Ok, this turned into neurology 101, so bear with me...
I think its increased hyperactivity plain and simple.
Every T sufferer notes that as the T gets very loud as it happens in spikes, other symptoms begin to appear - actual T sensation, ears turn red, fullness, tenderness, increased hyperacusis, and so on. No sufferer with soft tinnitus complains of these disturbing symptoms- at least not that I've ever seen.
What the Swiss neurosurgeon explained to me during my consultation a year ago- ie. it is a neurological manifestation as a result of abnormal hyperactivity in the auditory brain regions.
The pathway in laymans' terms is as follows-
Cochlear trauma/auditory nerve lesion(neuroma etc)-hearing loss-DCN hyperactivity-auditory brainstem hyperactivity-auditory thalamus hyperactivity-auditory cortex edge effect (neighboring frequencies become hyperctive)
Yes this is a result of hearing loss, but the brain has to become hyperacitve on auditory scale.
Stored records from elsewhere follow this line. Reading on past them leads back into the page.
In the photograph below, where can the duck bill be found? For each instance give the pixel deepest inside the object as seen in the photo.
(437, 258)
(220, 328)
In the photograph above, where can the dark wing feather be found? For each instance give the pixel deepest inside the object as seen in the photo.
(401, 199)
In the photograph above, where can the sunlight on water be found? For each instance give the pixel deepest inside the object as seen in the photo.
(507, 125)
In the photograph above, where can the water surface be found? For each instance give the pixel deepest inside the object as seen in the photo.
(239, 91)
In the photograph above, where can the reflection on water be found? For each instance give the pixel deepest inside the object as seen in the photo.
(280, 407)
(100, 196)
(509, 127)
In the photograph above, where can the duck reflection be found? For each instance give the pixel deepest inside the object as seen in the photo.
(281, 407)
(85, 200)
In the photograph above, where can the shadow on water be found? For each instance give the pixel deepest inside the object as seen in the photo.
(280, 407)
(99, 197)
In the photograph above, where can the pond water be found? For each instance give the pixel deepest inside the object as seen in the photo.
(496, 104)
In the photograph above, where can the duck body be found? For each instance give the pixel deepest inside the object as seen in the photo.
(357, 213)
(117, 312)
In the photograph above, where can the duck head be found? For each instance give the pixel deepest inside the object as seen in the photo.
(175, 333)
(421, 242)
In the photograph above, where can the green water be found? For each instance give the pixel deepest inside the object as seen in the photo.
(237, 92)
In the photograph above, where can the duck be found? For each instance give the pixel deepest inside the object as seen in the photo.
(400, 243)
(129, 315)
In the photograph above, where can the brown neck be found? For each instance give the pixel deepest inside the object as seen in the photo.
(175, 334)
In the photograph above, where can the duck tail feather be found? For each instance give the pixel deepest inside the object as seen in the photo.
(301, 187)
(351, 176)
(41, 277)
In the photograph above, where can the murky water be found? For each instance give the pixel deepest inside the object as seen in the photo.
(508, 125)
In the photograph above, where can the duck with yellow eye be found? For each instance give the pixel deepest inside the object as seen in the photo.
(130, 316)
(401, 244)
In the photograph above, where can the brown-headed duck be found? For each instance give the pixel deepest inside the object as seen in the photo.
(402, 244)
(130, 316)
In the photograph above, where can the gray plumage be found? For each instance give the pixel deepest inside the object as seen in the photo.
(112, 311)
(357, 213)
2/3rds of deaf people (?) don't have severe tinnitus at all, many have not even an inkling of T just stone deaf, yet logic dictates that they should be afflicted with excruciating T, yet this isn't the case.
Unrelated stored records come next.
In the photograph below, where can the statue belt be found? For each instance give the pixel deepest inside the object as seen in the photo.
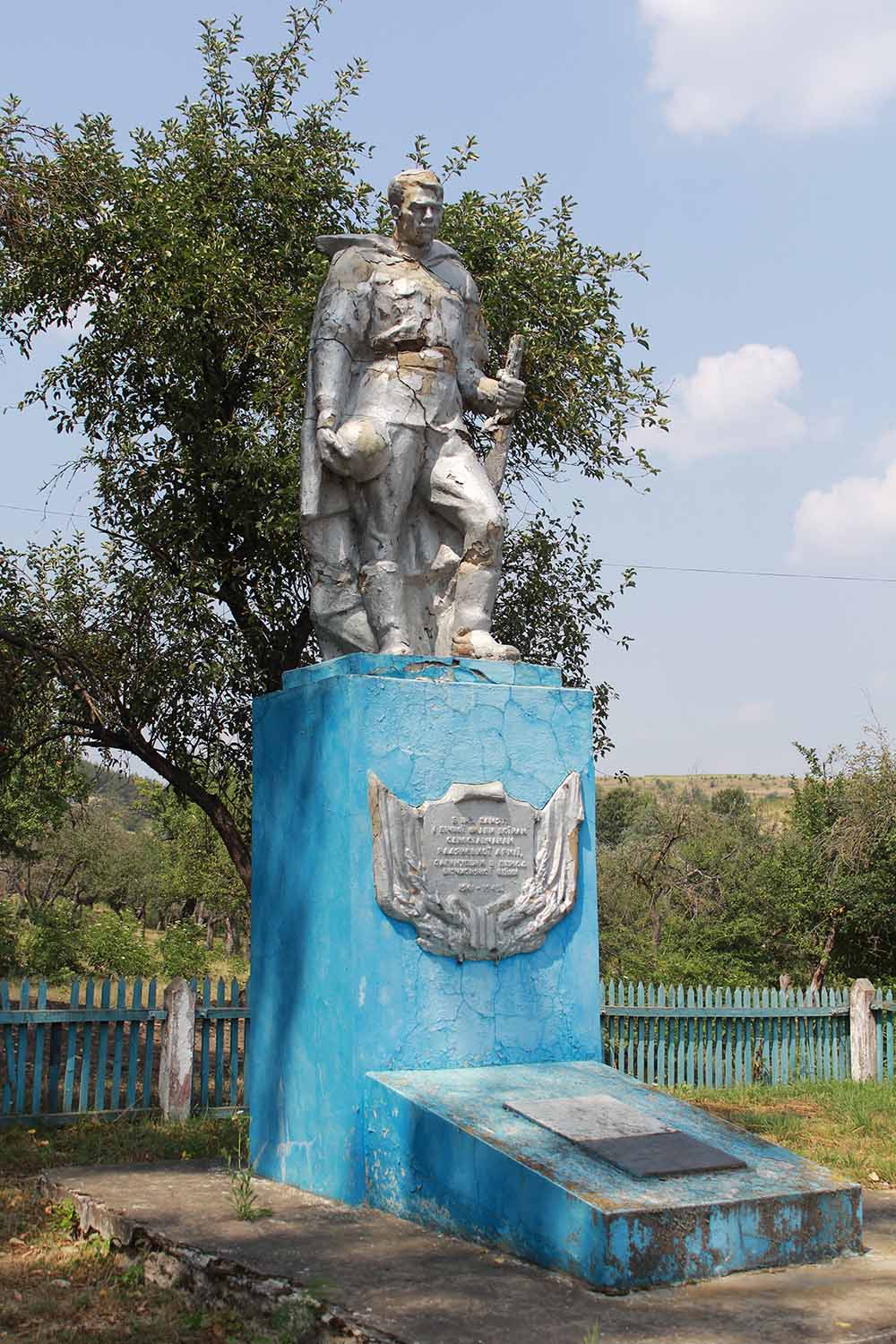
(435, 358)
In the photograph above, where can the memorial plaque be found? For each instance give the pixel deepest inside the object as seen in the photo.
(672, 1153)
(478, 874)
(591, 1117)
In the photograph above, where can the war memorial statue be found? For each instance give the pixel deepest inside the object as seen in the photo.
(427, 1026)
(401, 521)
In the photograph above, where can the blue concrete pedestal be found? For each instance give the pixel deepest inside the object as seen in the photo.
(339, 989)
(379, 1072)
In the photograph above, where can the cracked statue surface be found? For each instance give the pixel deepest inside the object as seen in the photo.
(402, 524)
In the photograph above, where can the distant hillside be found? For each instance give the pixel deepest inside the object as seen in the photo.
(772, 789)
(118, 790)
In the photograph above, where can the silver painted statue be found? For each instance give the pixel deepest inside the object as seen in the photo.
(401, 521)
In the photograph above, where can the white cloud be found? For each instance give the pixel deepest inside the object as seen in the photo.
(853, 521)
(782, 65)
(754, 711)
(734, 403)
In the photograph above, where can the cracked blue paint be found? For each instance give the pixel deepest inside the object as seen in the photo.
(320, 943)
(378, 1072)
(441, 1150)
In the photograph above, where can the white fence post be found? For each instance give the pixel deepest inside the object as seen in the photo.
(177, 1058)
(863, 1031)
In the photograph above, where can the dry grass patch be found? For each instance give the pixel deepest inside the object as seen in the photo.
(848, 1126)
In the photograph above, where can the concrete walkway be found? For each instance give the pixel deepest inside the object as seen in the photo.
(392, 1282)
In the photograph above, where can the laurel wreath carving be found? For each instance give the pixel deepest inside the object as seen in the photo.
(447, 925)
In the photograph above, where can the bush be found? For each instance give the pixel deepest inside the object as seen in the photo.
(113, 945)
(50, 943)
(10, 962)
(183, 951)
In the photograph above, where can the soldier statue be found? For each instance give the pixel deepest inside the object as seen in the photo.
(401, 521)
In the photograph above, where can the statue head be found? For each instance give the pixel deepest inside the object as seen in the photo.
(417, 203)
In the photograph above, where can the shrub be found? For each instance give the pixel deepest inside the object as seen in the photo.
(50, 943)
(113, 945)
(183, 951)
(10, 959)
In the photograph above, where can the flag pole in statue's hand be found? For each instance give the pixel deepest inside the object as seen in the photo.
(501, 425)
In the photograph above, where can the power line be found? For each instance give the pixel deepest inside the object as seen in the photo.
(613, 564)
(56, 513)
(751, 574)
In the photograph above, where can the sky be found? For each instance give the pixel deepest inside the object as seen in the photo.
(745, 150)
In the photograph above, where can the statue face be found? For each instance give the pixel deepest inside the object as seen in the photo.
(417, 222)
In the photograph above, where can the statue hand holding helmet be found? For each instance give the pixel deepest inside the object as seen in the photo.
(401, 521)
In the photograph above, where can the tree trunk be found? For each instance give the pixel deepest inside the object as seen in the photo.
(821, 969)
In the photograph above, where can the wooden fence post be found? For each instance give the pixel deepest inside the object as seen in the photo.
(177, 1058)
(863, 1031)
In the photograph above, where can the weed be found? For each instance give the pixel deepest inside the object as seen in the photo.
(65, 1218)
(134, 1276)
(297, 1320)
(242, 1185)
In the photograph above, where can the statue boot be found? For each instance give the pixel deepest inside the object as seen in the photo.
(474, 593)
(383, 591)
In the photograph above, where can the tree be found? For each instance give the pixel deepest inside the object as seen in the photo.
(836, 865)
(39, 781)
(188, 274)
(684, 894)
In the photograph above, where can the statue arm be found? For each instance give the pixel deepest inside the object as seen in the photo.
(477, 389)
(338, 335)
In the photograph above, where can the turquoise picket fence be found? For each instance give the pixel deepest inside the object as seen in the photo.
(884, 1008)
(99, 1051)
(719, 1038)
(222, 1043)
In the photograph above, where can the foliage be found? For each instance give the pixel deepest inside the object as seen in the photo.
(836, 866)
(113, 943)
(683, 892)
(39, 779)
(548, 569)
(183, 951)
(195, 870)
(10, 962)
(187, 274)
(50, 943)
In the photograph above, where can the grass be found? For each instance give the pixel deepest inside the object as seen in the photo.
(848, 1126)
(58, 1288)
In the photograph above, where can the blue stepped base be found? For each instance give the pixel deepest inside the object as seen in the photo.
(443, 1150)
(341, 989)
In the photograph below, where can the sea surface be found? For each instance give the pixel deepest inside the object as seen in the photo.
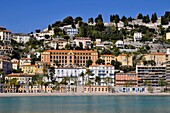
(85, 104)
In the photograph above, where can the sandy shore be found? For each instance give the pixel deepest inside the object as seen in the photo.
(80, 94)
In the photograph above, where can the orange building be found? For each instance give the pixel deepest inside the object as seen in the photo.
(107, 58)
(126, 79)
(69, 57)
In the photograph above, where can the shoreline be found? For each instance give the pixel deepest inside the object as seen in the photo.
(81, 94)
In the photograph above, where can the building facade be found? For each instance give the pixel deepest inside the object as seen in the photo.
(137, 37)
(72, 73)
(5, 36)
(150, 75)
(69, 57)
(105, 72)
(126, 79)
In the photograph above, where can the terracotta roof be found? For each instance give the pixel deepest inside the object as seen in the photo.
(28, 65)
(69, 51)
(156, 53)
(106, 55)
(101, 65)
(25, 58)
(6, 31)
(19, 75)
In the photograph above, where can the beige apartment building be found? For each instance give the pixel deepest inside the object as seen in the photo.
(125, 59)
(69, 57)
(159, 58)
I might add that this auditory hyperactivity works on a feedback mechanism. The thalamus forms a thalamocortical dysrhythmia with the auditory cortex and brain stem. The the DCN gets feedback from the thalamus the brain stem, so its a looping vicious back and forth cycle. One poster mentioned I believe rtwombly, that this state is like the "new norm", the brain does not know how to bring itself back to homeostasis. This is due to they hyperpolarization of Calcium channels in the thalamus as a result of hyperpolarization of Potassium channels in other parts, sort of like a cascade failure on a Borg Cube. Now this of course manifests itself as bullshit sensations in our ears, because that's where the brain correlates auditory malfunctions. I know this sounds really laymany, but maybe
@attheedgeofscience can say from what he understood in Switzerland, if what I'm saying makes sense.
p.s.If I may hypothesize what happened to you
@Telis , when you first developed tinnitus. Your brain tipped into the unbalanced state due to sudden high frequency hearing loss, but instead of taking it easy and let your brain adjust, you forced yourself into very noisy situations, which in turn pushed those poor K channels into overdrive and once they could no longer go back to normal state, the hyperactivity got deeper and penetrated the thalamus where its own channels also got polarized. You got the wrong advice from doctors because they know nothing about neurology.
Its like telling a new epileptic patient who just had an attack, to buy a strobe light and stare into it for 1hr a day - what do u think his poor K channels will do? They will blow a fuse and his epilepsy will get worse and worse.